I'm a 2016 Devinci Hatchet SX owner and it was love at first sight but the honeymoon didn't last long after a few hundred km's. I thought about selling it and finding something else but could still see the potential in the frame so I set a goal to create a versatile quiver-of-one bike. So far I'm pretty pleased with the outcome and am now committed long term; I love it. I'm a wally weekender and commuter and I've put 3500km on it since May riding to work a couple times per week, touring, grinding, noodling and have an average amount of CX laps on it around the lower mainland courses.
- I'm 191cm tall and have the 60cm frame.
- Numerous saddle height/position, handlebar height and stem length changes were made to get it feeling good on and off road.
- After 1000km I swapped on the SRAM Rival 1x setup for a Shimano 105 2x setup. Initially the 1x setup was fun but even though the gearing ratio is pretty close to some 2x setups I'd had on my road bikes, it was tough find a good rhythm when I got deeper into longer rides. Also, sometimes you need a granny gear to just help you get home in one piece.
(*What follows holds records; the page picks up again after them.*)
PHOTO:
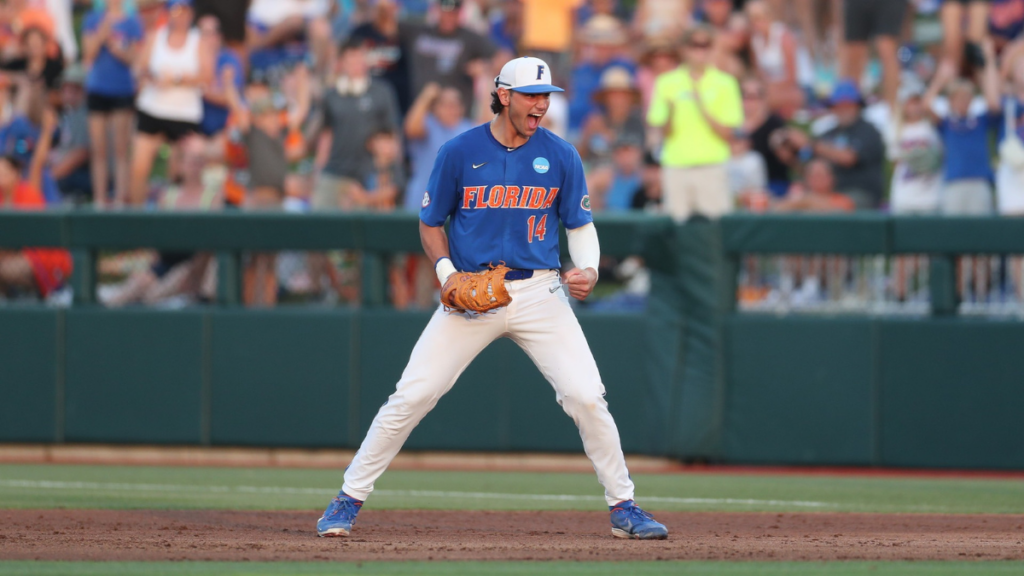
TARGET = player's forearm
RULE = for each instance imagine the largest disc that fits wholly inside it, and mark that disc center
(435, 246)
(585, 249)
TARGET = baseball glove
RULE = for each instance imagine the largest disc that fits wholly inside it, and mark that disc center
(479, 291)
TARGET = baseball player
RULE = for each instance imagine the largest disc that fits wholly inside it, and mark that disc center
(505, 186)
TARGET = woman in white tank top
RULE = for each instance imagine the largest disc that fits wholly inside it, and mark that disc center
(171, 70)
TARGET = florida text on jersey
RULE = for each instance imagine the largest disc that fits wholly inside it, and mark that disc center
(506, 204)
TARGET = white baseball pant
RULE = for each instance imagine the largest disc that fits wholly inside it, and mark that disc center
(541, 321)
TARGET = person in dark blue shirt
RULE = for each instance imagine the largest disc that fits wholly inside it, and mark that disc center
(112, 37)
(504, 187)
(968, 167)
(215, 108)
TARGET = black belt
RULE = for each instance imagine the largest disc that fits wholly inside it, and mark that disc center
(516, 274)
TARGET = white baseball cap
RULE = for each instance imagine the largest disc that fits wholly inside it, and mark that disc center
(526, 75)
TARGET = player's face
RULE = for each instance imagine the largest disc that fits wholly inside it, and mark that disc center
(526, 111)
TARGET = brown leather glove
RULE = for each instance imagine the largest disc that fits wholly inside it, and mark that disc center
(479, 291)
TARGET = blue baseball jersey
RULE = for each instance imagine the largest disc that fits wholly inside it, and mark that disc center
(506, 204)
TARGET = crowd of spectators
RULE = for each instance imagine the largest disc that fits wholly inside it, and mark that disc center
(690, 108)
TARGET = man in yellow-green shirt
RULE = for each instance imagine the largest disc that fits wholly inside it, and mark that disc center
(699, 110)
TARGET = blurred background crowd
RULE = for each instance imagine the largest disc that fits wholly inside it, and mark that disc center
(689, 108)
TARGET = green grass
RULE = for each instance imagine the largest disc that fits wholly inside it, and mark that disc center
(510, 568)
(142, 487)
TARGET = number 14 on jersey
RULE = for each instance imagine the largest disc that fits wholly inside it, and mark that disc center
(540, 231)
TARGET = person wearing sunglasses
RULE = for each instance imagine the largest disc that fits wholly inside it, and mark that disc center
(698, 111)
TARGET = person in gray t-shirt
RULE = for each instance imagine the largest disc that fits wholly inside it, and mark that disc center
(356, 108)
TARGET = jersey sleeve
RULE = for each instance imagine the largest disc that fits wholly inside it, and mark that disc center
(135, 31)
(441, 197)
(573, 208)
(730, 105)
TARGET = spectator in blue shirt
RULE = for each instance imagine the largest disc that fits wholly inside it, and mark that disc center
(968, 167)
(436, 117)
(215, 111)
(112, 36)
(613, 186)
(603, 45)
(19, 137)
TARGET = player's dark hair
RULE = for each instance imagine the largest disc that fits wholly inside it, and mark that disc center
(496, 103)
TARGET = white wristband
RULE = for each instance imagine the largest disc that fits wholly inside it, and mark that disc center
(584, 247)
(444, 269)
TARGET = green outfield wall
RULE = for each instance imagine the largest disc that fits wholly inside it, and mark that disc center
(691, 377)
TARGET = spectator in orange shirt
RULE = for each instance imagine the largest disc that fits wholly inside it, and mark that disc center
(33, 271)
(816, 193)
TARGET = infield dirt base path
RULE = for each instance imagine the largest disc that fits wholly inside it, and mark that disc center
(398, 535)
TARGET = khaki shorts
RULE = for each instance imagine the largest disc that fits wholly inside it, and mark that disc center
(696, 190)
(333, 193)
(967, 198)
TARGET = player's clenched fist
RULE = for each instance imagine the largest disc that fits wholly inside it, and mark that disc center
(580, 282)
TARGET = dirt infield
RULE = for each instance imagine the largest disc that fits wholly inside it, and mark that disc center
(221, 535)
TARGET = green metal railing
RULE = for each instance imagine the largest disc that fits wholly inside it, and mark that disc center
(376, 236)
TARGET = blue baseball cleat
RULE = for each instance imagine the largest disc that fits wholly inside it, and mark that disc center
(629, 521)
(339, 516)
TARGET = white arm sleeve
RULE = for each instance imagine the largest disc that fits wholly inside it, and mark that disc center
(584, 247)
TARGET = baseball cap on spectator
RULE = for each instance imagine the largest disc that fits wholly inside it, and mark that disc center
(603, 30)
(658, 46)
(614, 79)
(526, 75)
(264, 105)
(846, 91)
(74, 74)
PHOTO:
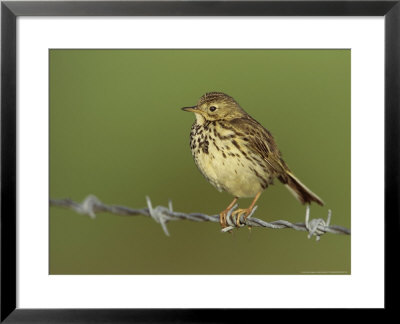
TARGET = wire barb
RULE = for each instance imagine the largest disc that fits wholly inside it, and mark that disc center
(162, 215)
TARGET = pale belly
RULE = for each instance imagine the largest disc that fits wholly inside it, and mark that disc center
(241, 177)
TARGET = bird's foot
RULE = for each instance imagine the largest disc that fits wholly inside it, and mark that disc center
(239, 212)
(222, 218)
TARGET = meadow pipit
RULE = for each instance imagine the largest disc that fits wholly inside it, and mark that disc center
(237, 154)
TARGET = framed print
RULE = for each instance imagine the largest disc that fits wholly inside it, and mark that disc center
(104, 213)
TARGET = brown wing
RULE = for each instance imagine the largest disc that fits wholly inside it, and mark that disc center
(261, 142)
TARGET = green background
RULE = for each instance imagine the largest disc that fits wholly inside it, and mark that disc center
(117, 131)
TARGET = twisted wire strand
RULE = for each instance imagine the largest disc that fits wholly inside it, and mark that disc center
(162, 215)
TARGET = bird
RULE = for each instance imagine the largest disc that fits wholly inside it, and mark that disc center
(236, 154)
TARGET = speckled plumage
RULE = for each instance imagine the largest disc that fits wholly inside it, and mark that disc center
(236, 153)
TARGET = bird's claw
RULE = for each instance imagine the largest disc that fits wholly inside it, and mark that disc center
(245, 212)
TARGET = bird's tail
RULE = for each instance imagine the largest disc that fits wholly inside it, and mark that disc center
(299, 190)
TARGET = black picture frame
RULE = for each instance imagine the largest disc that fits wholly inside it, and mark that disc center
(10, 10)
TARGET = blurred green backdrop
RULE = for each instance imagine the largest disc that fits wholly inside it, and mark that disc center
(117, 131)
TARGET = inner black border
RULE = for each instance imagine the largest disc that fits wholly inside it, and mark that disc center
(10, 10)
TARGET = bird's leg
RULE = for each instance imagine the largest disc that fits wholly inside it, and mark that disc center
(239, 212)
(224, 213)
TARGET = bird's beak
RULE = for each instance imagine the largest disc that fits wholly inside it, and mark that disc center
(192, 109)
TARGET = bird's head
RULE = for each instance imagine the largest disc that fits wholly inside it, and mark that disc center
(216, 106)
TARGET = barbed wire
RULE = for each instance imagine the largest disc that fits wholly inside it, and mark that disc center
(162, 215)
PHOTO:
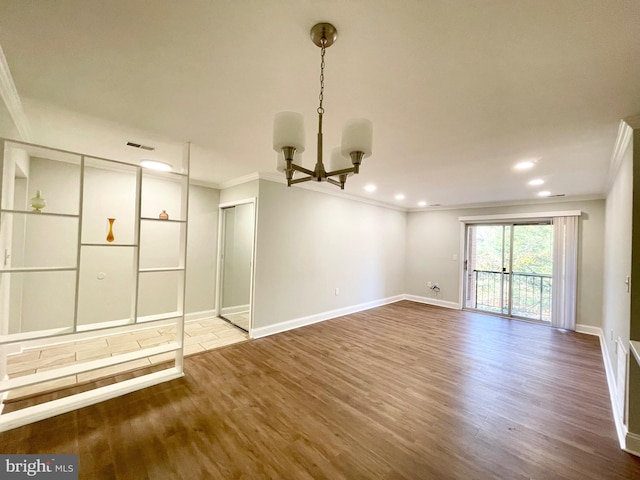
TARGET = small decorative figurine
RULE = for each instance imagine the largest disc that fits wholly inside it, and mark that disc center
(37, 202)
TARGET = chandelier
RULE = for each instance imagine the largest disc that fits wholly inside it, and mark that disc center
(288, 133)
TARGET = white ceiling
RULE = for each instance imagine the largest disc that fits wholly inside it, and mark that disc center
(458, 90)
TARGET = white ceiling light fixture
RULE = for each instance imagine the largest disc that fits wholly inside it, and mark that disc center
(156, 165)
(288, 132)
(525, 165)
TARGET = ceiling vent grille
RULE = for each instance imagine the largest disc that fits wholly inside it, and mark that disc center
(137, 145)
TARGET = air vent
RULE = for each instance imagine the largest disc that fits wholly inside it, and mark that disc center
(137, 145)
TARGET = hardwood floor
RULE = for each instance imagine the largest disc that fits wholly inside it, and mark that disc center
(404, 391)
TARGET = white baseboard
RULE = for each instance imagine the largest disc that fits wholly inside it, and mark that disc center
(320, 317)
(235, 309)
(590, 330)
(621, 428)
(632, 444)
(193, 316)
(433, 301)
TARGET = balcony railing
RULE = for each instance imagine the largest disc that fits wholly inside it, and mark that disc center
(531, 296)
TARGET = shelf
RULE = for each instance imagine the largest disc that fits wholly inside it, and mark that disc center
(82, 367)
(159, 173)
(37, 269)
(108, 245)
(51, 408)
(170, 220)
(159, 316)
(34, 335)
(41, 214)
(161, 269)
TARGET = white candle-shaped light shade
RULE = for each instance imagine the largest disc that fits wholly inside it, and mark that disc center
(281, 165)
(288, 131)
(357, 136)
(339, 161)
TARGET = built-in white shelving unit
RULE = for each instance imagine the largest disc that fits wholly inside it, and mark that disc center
(61, 281)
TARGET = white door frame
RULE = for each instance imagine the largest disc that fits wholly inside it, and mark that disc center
(219, 268)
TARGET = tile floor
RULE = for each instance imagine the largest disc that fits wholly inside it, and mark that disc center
(200, 335)
(241, 319)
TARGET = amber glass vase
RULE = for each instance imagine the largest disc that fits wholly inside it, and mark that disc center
(110, 237)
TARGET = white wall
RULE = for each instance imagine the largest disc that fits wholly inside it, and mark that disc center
(617, 257)
(434, 237)
(239, 192)
(310, 243)
(202, 248)
(7, 127)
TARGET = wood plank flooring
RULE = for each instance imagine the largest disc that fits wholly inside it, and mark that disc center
(404, 391)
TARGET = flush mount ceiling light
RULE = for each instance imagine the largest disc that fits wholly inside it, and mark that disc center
(288, 132)
(156, 165)
(526, 165)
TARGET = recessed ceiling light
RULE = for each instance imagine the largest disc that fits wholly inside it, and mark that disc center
(156, 165)
(526, 165)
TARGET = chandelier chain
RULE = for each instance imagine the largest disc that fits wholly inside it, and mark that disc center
(321, 96)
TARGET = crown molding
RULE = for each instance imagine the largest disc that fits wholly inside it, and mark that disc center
(9, 94)
(320, 187)
(202, 183)
(513, 203)
(633, 121)
(239, 181)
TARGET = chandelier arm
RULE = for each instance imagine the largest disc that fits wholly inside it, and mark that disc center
(298, 168)
(301, 180)
(343, 171)
(336, 183)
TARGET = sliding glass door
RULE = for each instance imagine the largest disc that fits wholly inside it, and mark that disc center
(508, 269)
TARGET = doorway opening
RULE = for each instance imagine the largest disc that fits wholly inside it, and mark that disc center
(237, 223)
(508, 269)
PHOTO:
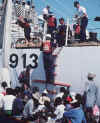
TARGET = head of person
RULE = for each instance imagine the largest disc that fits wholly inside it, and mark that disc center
(28, 68)
(74, 100)
(9, 91)
(28, 3)
(61, 21)
(48, 7)
(58, 101)
(76, 4)
(91, 76)
(48, 37)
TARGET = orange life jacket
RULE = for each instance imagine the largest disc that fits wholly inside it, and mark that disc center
(47, 47)
(77, 31)
(51, 22)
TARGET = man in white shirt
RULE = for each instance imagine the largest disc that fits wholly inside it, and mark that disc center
(82, 15)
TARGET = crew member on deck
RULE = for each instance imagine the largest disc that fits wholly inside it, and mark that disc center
(82, 16)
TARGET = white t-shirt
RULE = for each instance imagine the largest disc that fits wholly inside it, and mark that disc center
(81, 11)
(8, 102)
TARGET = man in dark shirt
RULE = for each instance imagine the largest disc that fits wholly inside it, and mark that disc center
(61, 35)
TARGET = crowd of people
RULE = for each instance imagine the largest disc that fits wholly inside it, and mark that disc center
(59, 32)
(29, 104)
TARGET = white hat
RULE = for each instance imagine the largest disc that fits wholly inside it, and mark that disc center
(91, 75)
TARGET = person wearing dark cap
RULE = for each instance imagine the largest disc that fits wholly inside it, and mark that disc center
(61, 35)
(91, 92)
(83, 17)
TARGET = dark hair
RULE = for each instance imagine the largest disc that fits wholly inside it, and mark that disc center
(76, 3)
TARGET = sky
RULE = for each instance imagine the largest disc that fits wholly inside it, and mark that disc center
(65, 8)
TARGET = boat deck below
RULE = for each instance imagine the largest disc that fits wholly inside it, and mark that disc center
(87, 43)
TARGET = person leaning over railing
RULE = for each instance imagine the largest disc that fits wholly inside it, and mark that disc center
(83, 18)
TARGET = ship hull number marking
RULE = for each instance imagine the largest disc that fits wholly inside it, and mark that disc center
(14, 60)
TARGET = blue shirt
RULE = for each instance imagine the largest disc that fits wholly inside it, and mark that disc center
(75, 115)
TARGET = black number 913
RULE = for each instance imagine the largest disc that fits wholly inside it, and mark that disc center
(14, 60)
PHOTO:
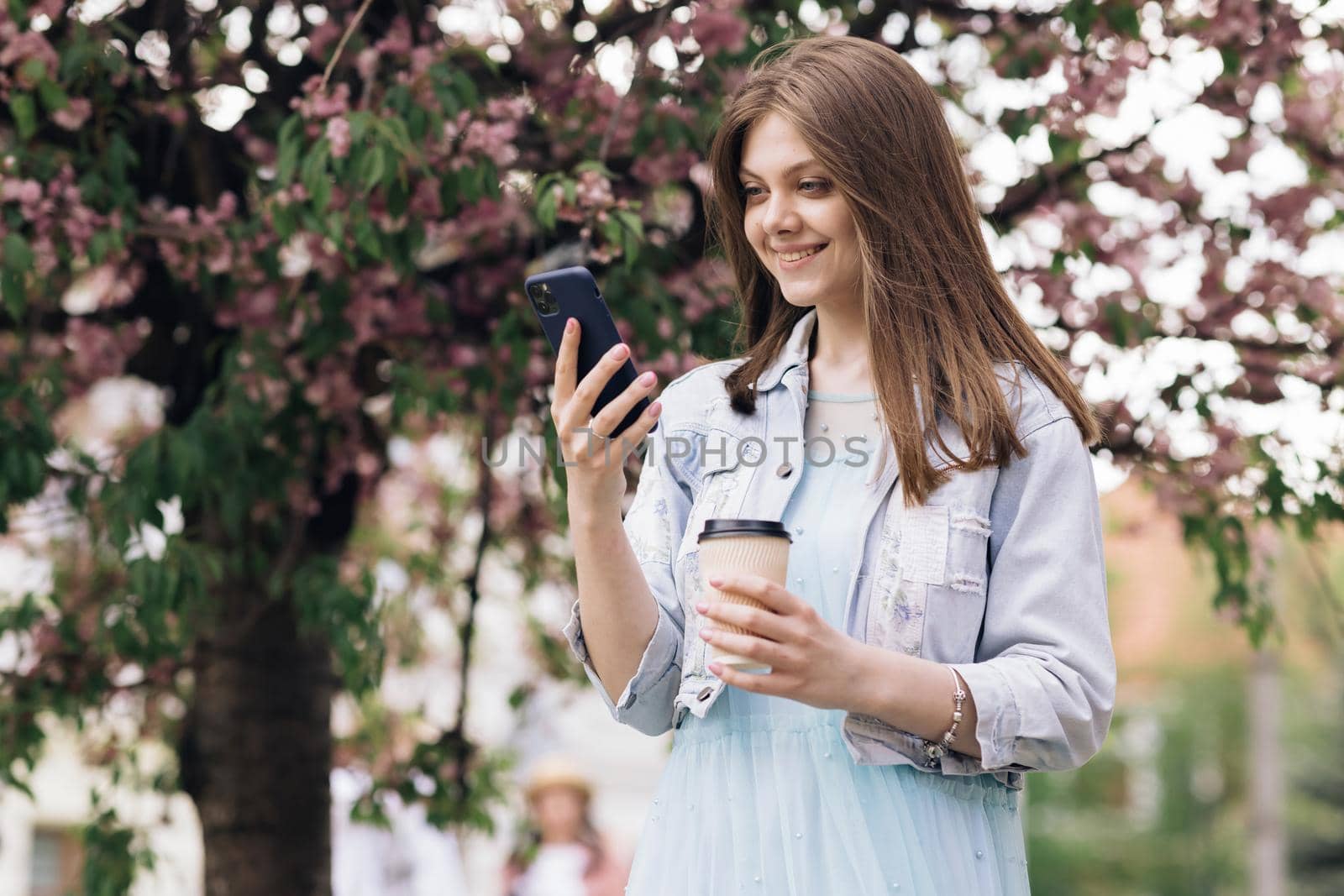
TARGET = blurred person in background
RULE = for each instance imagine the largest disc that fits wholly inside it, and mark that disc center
(409, 857)
(561, 852)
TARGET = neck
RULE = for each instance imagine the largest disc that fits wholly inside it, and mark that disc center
(839, 359)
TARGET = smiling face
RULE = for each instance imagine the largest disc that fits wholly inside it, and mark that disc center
(792, 207)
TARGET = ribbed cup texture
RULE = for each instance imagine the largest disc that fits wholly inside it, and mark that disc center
(764, 555)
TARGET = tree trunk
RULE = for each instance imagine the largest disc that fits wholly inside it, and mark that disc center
(255, 754)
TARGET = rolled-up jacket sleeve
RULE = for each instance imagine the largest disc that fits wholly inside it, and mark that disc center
(1045, 673)
(654, 527)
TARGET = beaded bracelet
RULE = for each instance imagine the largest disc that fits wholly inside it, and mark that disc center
(936, 752)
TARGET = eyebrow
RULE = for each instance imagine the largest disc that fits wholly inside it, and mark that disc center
(743, 172)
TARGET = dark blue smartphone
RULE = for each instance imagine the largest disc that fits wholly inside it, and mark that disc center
(570, 291)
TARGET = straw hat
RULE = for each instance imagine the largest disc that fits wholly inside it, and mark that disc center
(557, 772)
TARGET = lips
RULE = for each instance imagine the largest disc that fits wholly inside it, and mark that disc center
(803, 253)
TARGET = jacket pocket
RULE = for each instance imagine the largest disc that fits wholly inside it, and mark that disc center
(956, 602)
(716, 466)
(900, 580)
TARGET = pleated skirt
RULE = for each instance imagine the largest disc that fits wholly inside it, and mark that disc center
(774, 804)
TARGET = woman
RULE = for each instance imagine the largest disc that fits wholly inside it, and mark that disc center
(561, 852)
(933, 641)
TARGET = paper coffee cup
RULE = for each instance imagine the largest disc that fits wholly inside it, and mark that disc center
(741, 547)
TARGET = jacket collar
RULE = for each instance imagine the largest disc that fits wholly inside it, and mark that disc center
(795, 352)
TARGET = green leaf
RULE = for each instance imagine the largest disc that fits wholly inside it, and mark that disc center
(53, 96)
(24, 114)
(291, 144)
(18, 257)
(374, 167)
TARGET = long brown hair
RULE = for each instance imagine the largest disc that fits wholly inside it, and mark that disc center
(936, 311)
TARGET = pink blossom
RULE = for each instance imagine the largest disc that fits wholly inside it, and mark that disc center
(719, 29)
(74, 114)
(338, 132)
(17, 50)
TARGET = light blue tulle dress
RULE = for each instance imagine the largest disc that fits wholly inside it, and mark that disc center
(763, 797)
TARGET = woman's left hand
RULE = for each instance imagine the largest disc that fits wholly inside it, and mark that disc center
(810, 661)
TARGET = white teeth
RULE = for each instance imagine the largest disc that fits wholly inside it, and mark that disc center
(793, 257)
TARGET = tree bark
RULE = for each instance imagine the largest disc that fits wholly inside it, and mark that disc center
(255, 754)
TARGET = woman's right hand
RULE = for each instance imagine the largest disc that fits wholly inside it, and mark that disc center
(596, 469)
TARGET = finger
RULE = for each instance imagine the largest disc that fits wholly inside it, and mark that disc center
(754, 683)
(578, 410)
(568, 363)
(616, 410)
(766, 624)
(772, 594)
(638, 432)
(745, 645)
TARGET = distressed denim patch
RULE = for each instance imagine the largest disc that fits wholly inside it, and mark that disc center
(924, 544)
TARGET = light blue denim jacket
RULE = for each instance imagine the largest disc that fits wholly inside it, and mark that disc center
(1000, 574)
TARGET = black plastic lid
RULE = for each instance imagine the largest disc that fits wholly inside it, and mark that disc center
(725, 526)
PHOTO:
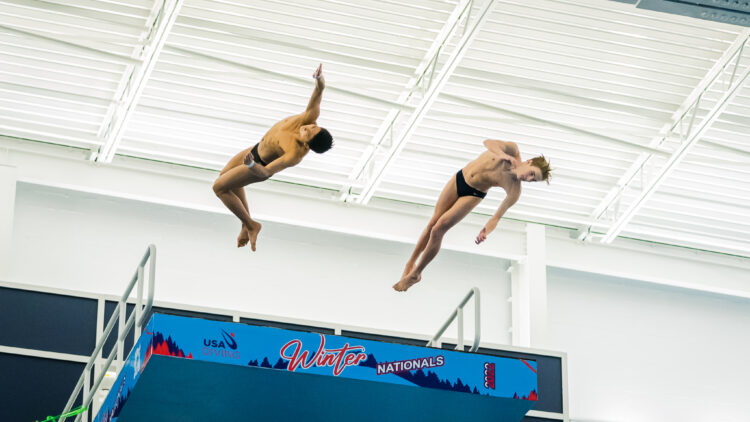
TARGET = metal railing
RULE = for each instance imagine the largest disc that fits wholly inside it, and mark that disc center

- I love the Schwalbe G-One 38's that came with the Hatchet. So versatile and comfortable but sometimes I wanted something a bit more nimble for road-only. So, I dropped the OEM house-brand wheelset and went with two pairs of A-Class CXD5 wheelsets; $250/pr from MEC and no complaints. One set with the Shwalbe G-One 38's and one set with Continental slick 28's. Swapping the wheels in and out as needed is a luxury.
- The G-One's were tougher to handle on the lose and dry sandy sections of the KVR trail between Penticton and Merritt. Wet sand on CX courses they handled OK but they perform beautifully on gravel roads, pea gravel and grassy CX tracks. They're perfectly at home on something like a full Fishermans loop up to the Seymour dam and down the east bank.
- The TRP Spyre mechanical disk brakes were a wise choice for the spec to keep the MSRP reasonable and I'm in no rush to switch to hydraulics. They're easily adjustable and the stopping power is totally adequate with with the 140mm rotors.
- I didn't want panniers and a rack for going for quick rides around home so I went with Porcelain Rocket bags . Someone on NSMB put me on to them and for that I offer a huge thanks - maybe Morgman? I can't say enough about the versatility of these for touring. Their saddle bag is genius; expands from 5-15L (I think) and it's very sturdy when secured to the saddle rails and post when fully expanded. It's got good compression straps too. I use their slick frame bag too. It's a good setup for shorter summer tours when crashing on someone's sofa. For work commuting I use the waterproof Timbuk2 Especial Tres pack. It's very well made and a lot less bulky than I'd anticipated.
So, a quick summary. As with many bikes, time in the saddle gets the conversation between your body and the bike going, but to get the Hatchet to be versatile for my own needs required a translator which resulted in a fair amount of adjustments to the bike. That said, I did a 450km Sunshine Coast / Van Isle tour in late summer that cemented the relationship for the long haul.
Special thanks to everyone on Pinkbike Buy [HTML_REMOVED] Sell that bought my old road bike and the Hatchet's OEM parts that help fund the upgrades. Cheers!